I push it open and jump off the porch, heading back for the woods. It hurts, the desire to see her. It burns through my veins, consuming me, until I have tunnel vision. I see only the end destination as I run through the trees, and that destination is her. Her house.
Her.
The truth I know she won’t give me.
The truth she fucking owes me.
I stop at the edge of her yard. There’s no defining line, so it spills over into the woods, which always made it easy for her when she’d sneak out to meet me.
I lean against the nearest tree and inhale deeply. Shit. No. This isn’t about how I loved her. It’s about why she left me. It’s about why I’m standing here, half an hour after getting home, floundering like a little bitch outside her house.
With another harsh inhale I push off the tree and storm up to her back door. I rap my knuckles against the glass before I can change my mind. And again when an answer doesn’t come.
I’m lifting my fist for the third fucking time when it opens.
And she’s there.
Blonde, wavy hair, wide blue eyes, quivering pink lips, shaking hands.
My eyes drink her in. I run my gaze over every inch of her like a man starved, desperate for the only thing that will ease the pain. Shit, she’s fucking gorgeous. Even more than I remember. She’s not the girl I fell in love with, all awkward and soft.
She’s a woman now, smoothly curved in all the right places, rougher, sexier.
I bring my eyes to hers and see the shock there.
She’s still my fucking Sofie.
“You’re back.”
She parts her lips but nothing comes out.
“Why?”
“I have to sort things here.” She drops her hand from the door and wraps her arms around her waist.
“Then what, you’re going again? Disappearing like you weren’t ever here?”
“I haven’t decided what I’m doing,” she whispers. “I just got here yesterday.”
I run my eyes over her face. Those lips. Fuck. Over two years, and I want to kiss them as much as I did then. “Took you fuckin’ long enough.”
“How do you know I’m here? You just got back yourself.”

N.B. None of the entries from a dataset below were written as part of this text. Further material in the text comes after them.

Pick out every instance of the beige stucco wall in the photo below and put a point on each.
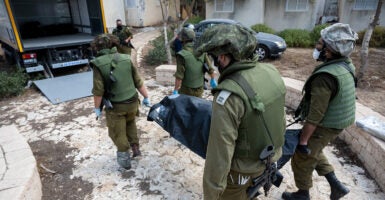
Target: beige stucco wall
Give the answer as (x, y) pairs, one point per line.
(149, 13)
(113, 9)
(248, 12)
(358, 19)
(277, 18)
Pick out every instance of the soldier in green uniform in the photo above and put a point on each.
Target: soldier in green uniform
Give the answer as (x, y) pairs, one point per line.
(328, 106)
(189, 75)
(125, 36)
(115, 78)
(242, 125)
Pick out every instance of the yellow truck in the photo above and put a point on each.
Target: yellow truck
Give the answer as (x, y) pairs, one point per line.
(44, 35)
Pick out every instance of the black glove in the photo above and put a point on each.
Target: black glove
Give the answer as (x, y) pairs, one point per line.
(303, 149)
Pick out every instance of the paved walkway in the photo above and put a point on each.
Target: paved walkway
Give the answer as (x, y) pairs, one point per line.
(19, 178)
(166, 170)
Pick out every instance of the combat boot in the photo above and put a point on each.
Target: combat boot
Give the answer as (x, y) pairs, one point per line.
(135, 150)
(338, 190)
(299, 195)
(124, 159)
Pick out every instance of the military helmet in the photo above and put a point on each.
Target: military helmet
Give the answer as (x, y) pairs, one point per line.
(186, 34)
(340, 38)
(235, 39)
(105, 41)
(189, 25)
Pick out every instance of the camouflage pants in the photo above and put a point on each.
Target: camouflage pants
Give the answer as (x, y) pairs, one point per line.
(304, 165)
(237, 184)
(122, 126)
(196, 92)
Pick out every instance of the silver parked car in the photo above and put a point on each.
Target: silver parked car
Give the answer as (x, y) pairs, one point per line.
(269, 45)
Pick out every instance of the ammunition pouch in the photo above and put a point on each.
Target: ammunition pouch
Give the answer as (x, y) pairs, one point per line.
(271, 175)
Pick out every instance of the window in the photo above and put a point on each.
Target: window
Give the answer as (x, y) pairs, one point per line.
(224, 5)
(130, 3)
(297, 5)
(365, 5)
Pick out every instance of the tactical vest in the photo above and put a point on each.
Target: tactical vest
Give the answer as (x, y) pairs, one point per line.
(341, 110)
(193, 76)
(123, 88)
(264, 110)
(121, 34)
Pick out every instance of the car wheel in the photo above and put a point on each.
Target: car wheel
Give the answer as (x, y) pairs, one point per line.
(262, 52)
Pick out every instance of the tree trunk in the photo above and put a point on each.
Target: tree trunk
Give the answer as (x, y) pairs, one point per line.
(165, 17)
(366, 40)
(189, 7)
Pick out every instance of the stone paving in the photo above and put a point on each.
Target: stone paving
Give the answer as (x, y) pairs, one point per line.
(19, 178)
(166, 170)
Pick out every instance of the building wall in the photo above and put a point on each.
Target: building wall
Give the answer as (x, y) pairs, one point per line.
(248, 12)
(358, 19)
(113, 9)
(142, 13)
(279, 19)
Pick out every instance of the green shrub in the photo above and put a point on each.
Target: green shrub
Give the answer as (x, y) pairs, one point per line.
(12, 83)
(262, 28)
(377, 39)
(194, 19)
(296, 37)
(315, 34)
(158, 55)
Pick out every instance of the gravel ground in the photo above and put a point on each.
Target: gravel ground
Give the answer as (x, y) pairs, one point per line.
(166, 169)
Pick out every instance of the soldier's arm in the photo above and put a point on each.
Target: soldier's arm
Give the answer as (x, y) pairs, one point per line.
(98, 87)
(138, 81)
(225, 121)
(179, 74)
(128, 34)
(322, 89)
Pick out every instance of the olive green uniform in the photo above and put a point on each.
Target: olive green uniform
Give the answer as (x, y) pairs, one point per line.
(195, 75)
(237, 135)
(123, 35)
(320, 90)
(121, 119)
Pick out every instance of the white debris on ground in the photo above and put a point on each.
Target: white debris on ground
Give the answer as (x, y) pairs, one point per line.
(166, 169)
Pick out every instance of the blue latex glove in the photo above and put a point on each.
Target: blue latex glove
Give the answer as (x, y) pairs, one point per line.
(213, 83)
(146, 102)
(98, 113)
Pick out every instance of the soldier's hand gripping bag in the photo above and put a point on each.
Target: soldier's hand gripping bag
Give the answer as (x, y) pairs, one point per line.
(288, 149)
(186, 118)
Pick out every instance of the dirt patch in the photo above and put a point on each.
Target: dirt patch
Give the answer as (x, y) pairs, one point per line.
(61, 184)
(297, 63)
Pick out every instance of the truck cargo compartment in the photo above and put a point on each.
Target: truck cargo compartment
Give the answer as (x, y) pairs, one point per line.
(57, 41)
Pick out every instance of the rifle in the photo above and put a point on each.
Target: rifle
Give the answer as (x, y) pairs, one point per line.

“Keepin’ tabs, Sof?” I lean against the doorframe and raise my eyebrows. “Leila told me you were here.”
“I thought as much. And no, I’m not keeping tabs on you, Conner. Why would I?”
I lean forward, and unable to resist, I push some hair back from her face. “I don’t know, princess. You tell me.”
She smacks my hand away. “Don’t call me that.”
“Why not? That’s what you are, isn’t it? Untouchable. Fuckin’ unreachable.”
A fire roars in her eyes, a mixture of anger and despair. “Get the hell away from me.”
“Pushing me away again?”
“Go, Conner!” she yells, her eyes fixed on me. “I don’t want you here.”
Her eyes tell me different. Her eyes tell me she wants to grab me and hold me, fold herself into my arms the way she used to. Her eyes tell me she wants to lie next to me and trace the lines of the tattoo on my upper arm until my skin is raw from her touch.
Her mouth is a fucking liar.
“Tough shit. I’m here all summer.” I can’t help the smirk, the knowing.